The demand for the Prius family is not at Toyota’s desirable levels for the present and the automaker ponders on the idea to shrink the line-up for the US market.
Toyota had a daring plan 5 year ago, aiming to push its environmentally friendly Prius to become the best-selling model within the automaker’s line-up. Pursuing its vision, Toyota extended the Prius family in 2011 by adding the compact C version, the V wagon and a plug-in hybrid, hopping this expansion would eventually offset the massive sales of its Camry and Corolla, thus imposing a long lasting green trend. “Within the next 10 to 20 years, we will not only reach peak oil we will enter a period where demand for all liquid fuels will exceed supply,” Toyota said back in 2010. Maybe so, but the gas prices are so low these days, at least in the US, that fewer and fewer customers consider buying a green car. The Camry, Corolla and RAV4 are all outselling the Prius family by a mile, while the Tacoma pickup is roughly on the same level.

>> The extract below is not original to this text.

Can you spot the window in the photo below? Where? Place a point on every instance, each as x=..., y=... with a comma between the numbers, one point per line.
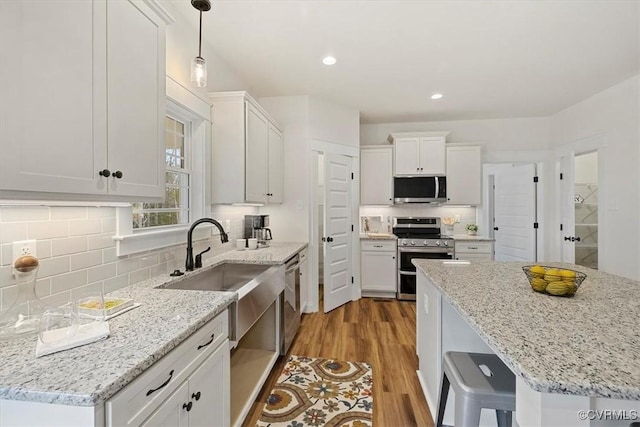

Now, the world’s biggest automaker is changing downwards the targets for the Prius for the rest of the decade, Automotive News announces. Furthermore, Toyota has not decided yet if it gives a green light to the next-generation C and V in the US, especially considering the arrival of the new RAV4 Hybrid. “We’ll have to see how well the RAV4 Hybrid does,” Jim Lentz, CEO of Toyota North America, told Automotive News, “because the RAV4 could really take the place of the Prius V.” Lentz expects 2016 sales of the Prius liftback will be up about 30 percent from their 113,829 total in 2015 in the US, which marked a 7.3 percent drop over a year earlier. The Prius family’s future is more assured outside the US, where the C is sold as the Yaris in Europe, recording sales of 72,000 units in 2015 in the region, up 23 percent versus 2014.